The M3 appears to use the same sensor and JPEG-processing engine as the EOS 750D, and photo quality was just as high. That places it above the majority of CSCs for noise levels, narrowly outperforming the Sony A6000 andSamsung NX500 (which shares its sensor with the NX1) but unable to match the low noise of theFujifilm X-E2.
We’ve always had a soft spot for the colour processing in EOS cameras, with a tendency towards richly saturated tones while still delivering lifelike skin tones. Automatic exposures were well judged, with face detection successfully coping with strong backlights. Shutter and ISO speeds were sensibly managed to balance the risks of noise and motion blur in low light. The kit lens delivered too, with sharp focus across the frame and throughout the zoom range.
^ Lush colours and sharp focus from corner to corner at the telephoto end of the zoom. (1/400s, f/6.3, ISO 160, 88mm equivalent)
^ As usual, the JPEG output can’t match RAW files (via Lightroom) when it comes to resolving fine detail
^ The wide-angle end of the zoom range is just as impressive. (1/200s, f/6.3, ISO 160, 29mm equivalent)

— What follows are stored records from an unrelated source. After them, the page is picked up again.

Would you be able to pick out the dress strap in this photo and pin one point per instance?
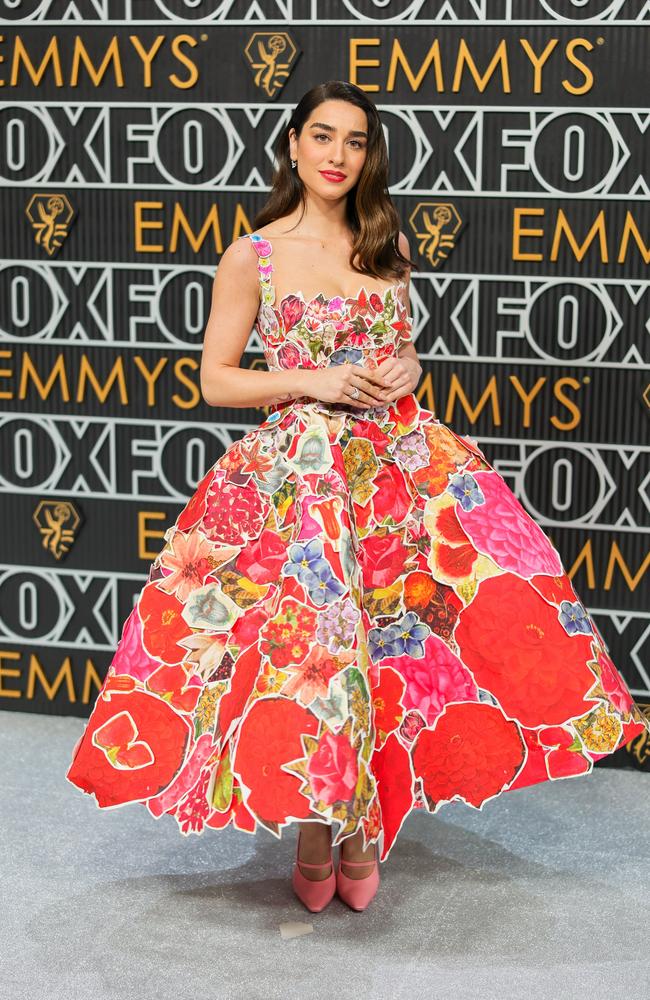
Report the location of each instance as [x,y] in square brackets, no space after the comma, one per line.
[263,249]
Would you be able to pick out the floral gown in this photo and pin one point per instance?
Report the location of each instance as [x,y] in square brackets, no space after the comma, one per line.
[352,617]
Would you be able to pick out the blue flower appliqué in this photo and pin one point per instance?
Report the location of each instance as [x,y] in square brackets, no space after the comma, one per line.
[346,356]
[405,636]
[306,562]
[464,487]
[574,618]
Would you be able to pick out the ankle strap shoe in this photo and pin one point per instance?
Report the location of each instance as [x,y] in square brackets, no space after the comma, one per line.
[357,892]
[315,895]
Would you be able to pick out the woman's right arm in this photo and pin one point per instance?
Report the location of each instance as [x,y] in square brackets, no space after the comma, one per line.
[235,302]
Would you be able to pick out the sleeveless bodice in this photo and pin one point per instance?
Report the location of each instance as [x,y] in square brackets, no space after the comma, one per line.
[298,333]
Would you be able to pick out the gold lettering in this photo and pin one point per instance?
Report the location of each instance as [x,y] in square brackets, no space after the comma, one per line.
[145,533]
[598,227]
[518,232]
[36,671]
[586,556]
[631,227]
[180,221]
[183,58]
[575,43]
[6,373]
[8,654]
[616,559]
[150,377]
[29,372]
[51,55]
[398,56]
[147,55]
[140,224]
[456,391]
[465,57]
[86,373]
[525,397]
[112,55]
[195,392]
[537,61]
[355,62]
[570,405]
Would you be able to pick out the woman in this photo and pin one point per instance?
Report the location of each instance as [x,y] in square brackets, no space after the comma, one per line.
[353,616]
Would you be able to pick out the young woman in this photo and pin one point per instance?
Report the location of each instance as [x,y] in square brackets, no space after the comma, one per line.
[353,616]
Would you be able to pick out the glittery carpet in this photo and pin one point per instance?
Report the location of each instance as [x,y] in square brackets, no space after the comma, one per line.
[541,894]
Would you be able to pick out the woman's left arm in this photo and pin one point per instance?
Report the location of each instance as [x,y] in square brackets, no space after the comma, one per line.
[407,380]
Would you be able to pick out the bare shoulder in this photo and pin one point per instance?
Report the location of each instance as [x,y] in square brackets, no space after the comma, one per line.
[403,244]
[238,263]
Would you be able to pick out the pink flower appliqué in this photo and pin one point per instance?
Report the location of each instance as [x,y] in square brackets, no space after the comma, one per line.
[435,679]
[131,657]
[333,769]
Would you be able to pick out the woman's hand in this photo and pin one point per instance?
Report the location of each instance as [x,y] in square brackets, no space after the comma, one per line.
[333,385]
[402,375]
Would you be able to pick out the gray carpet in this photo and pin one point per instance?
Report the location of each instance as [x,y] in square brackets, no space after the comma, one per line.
[542,894]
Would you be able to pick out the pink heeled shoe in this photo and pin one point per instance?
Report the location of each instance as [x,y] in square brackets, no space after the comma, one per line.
[357,892]
[315,895]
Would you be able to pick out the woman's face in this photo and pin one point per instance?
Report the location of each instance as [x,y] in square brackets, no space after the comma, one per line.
[334,138]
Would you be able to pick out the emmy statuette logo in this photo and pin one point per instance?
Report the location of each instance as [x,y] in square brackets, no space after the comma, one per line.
[270,56]
[58,522]
[50,216]
[436,225]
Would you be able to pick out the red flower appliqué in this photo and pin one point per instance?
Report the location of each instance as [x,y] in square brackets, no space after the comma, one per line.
[473,752]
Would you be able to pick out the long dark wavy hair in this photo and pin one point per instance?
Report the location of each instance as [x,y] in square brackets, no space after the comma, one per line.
[371,215]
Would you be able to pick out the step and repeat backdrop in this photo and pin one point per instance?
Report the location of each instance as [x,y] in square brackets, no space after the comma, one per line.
[136,144]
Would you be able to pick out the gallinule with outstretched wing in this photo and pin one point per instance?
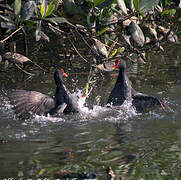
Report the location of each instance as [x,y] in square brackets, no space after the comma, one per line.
[33,102]
[123,91]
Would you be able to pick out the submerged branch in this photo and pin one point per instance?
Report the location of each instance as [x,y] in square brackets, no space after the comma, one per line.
[2,41]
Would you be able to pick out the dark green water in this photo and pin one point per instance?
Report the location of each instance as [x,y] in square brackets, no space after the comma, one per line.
[135,146]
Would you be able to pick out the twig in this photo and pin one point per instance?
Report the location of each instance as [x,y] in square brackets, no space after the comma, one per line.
[2,41]
[25,41]
[23,70]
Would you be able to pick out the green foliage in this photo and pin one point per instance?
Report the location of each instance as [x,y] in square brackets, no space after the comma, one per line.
[17,7]
[47,10]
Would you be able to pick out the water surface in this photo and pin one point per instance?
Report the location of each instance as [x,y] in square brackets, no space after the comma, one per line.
[136,146]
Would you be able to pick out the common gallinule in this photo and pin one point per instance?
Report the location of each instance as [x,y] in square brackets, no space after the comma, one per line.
[123,91]
[33,102]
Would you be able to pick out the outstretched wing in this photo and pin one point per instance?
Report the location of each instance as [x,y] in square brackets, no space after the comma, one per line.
[28,102]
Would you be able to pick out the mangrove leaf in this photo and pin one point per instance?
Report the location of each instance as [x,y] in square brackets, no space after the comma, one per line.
[49,10]
[17,7]
[137,34]
[147,5]
[28,10]
[122,6]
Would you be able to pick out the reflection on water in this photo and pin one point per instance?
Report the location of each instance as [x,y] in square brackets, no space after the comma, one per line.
[141,146]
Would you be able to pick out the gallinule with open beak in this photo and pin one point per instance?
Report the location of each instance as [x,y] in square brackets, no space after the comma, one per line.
[33,102]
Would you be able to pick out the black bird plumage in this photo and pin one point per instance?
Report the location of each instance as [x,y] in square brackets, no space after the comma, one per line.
[33,102]
[123,91]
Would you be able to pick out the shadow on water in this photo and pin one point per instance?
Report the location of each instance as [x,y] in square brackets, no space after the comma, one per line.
[134,145]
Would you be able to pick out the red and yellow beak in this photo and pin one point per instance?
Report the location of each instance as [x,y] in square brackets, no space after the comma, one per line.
[64,74]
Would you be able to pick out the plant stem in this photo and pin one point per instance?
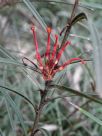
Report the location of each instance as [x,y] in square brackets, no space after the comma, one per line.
[69,21]
[39,109]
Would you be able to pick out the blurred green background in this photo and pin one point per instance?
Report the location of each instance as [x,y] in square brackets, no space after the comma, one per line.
[59,118]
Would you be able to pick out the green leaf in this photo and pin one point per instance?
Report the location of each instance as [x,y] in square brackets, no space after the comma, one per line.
[78,18]
[15,108]
[86,113]
[44,132]
[11,90]
[81,94]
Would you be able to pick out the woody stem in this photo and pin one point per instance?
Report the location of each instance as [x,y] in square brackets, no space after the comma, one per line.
[39,109]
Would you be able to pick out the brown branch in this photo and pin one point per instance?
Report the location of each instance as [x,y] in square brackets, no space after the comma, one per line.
[39,109]
[69,21]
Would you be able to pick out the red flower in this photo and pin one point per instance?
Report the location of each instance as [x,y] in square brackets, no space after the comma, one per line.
[50,66]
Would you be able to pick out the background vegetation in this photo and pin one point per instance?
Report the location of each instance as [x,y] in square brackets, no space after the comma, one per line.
[61,117]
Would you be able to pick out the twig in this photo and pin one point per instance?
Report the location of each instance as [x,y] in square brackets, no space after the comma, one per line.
[69,21]
[39,109]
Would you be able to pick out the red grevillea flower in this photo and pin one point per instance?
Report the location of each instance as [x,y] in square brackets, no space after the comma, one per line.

^ Canon’s JPEG engine excels for rich colours alongside natural skin tones. (1/250s, f/4.5, ISO 160, 45mm equivalent)
^ Shooting into a shady spot at the long end of the zoom has pushed the ISO speed up to 1600. There’s barely any sign of noise and details are still intact. (1/320s, f/5.6, ISO 1600, 88mm equivalent)
^ Skin and hair textures remain excellent at ISO 1600. (1/100s, f/4, ISO 1600, 35mm equivalent)
^ Few CSCs turn in respectable skin tones at ISO 6400. There’s some grain here but none of the scruffy smudges that we’re used to seeing. (1/40s, f/5, ISO 6400, 56mm equivalent)
At £515, the EOS M3 is keenly priced considering its upmarket controls and superb image quality. If you’re quick, there a £50 cashback offerwww.canon.co.uk/summercashback until 19 August 2015. There are lots of bundle deals too, with some including a pivoting 2.36-million dot electronic viewfinder (part EVF-DC1) that adds £100 to the price.
The small range of compatible lenses is a concern, though, and so is the pedestrian performance and short battery life. These issues keep it from receiving five stars. However, you’d have to spend £200 more on the Fujifilm X-E2 to get something substantially better.